The latest annual report of the Pinelands Preservation Alliance rightly notes that the forest is facing its greatest threat in decades because the commission simply is not doing its job. The panel's abdication is astounding given national concern over the lead-laden water that is threatening the health of Flint, Mich., residents.
The commission has become so spineless that it didn't even react after its executive director contradicted the panel's earlier denial of an application to locate a pipeline within the preserve. That opened the door for a second application. Neither pipeline would serve local communities, but both would undermine the Pinelands preservation plan.
Environmentalists fear a corrupted plan would unravel a carefully crafted state and federal safety net while setting a precedent for developers to build within the preserve.

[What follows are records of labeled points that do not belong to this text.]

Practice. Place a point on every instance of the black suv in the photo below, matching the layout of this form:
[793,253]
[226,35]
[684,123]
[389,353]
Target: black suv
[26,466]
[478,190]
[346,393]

The commission appears to have been beaten into submission by the bullying tactics of Gov. Christie, who has replaced board members who supported the preservation plan with people more willing to do his bidding. That's unfortunate, but any commissioner afraid to stand up for the forest and the water beneath it isn't really serving the public's interest.
The commission appears to be taking its lead from Trenton, which has been less than enthusiastic about protecting the state's water quality lately. The Department of Environmental Protection has yet to release a long-overdue water management plan that should highlight the need for stronger Pinelands protections, not weaker ones.
The DEP also is sitting on a plan to regulate the use of all-terrain and four-wheel-drive vehicles within the 1.1 million-acre forest. For too long, the state and the Pinelands Commission have looked the other way when vehicles pounded down soil, making it impervious, disturbing wetlands, ripping up vegetation, and causing land erosion and sediment to build up in rivers and streams.
The state estimates that reckless drivers cost it about $1 million a year in damage on lands taxpayers pay to protect, not to mention the cost to remove all the trash the off-roaders leave in their wakes.
Citizens concerned about the future of their water and the forest that filters it in New Jersey have scheduled an unprecedented march in Trenton on March 14 to draw attention to environmental threats to the Pinelands.